Wednesday, April 30, 2014

Lee Enfield Rising


So, LSP, what's up with the Lee Enfields? I hear you ask in that bated breath kind of way. I'll tell you, not much, that is until today. Here's the backstory.



After more sanding than I care to mention, I'd refinished and restocked a 1917 Mk. III. Being a cheapskate, I put an ATI rail over the action to mount an optic. Being a double cheapskate, I bought a second-hand Burris Fullfield for fifty bucks and put it on the rail. After 60 rounds or so the scope wouldn't adjust for windage and I thought it was broken, like the Church of England but less expensive. The scope lived on my mantlepiece for a year, looking outwardly sleek and deadly, but inwardly I knew it was dead. Until the other day that is, when I decided to drag it off its perch and give it a second chance in life.

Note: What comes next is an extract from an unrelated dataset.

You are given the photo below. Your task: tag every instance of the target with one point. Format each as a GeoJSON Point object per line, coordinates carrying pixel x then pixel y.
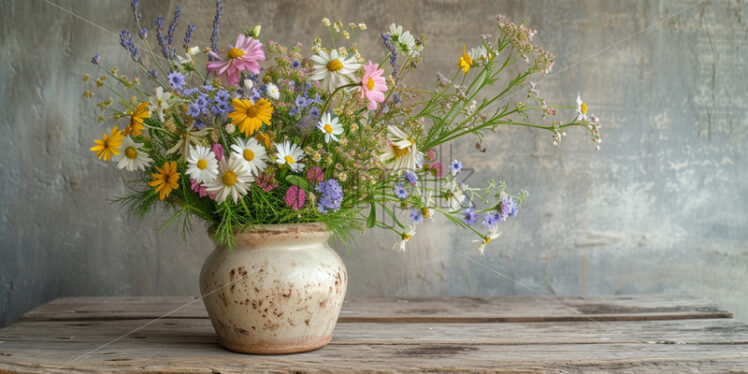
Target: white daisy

I looked at the windage dial, which was absurdly adjusted full right. I winded it back to a place that intuitively felt right, maybe 150 clicks left, not that I was counting, and as I did, I noticed the reticle moving left. Windage worked, obviously. I boresighted, using a King James Bible as a rest, and sure enough, my instinct was right, the scope was pretty much on. Result. 

Turkey

Took the rifle to the range this morning and it shot well enough, achieving 1- 3" groups at 100 yards from the bench, using 180 grain Privy Partizan, which had an easy time of slicing through steel turkey. Not bad for a firearm that's almost 100 years old and certainly good enough for minute of hog.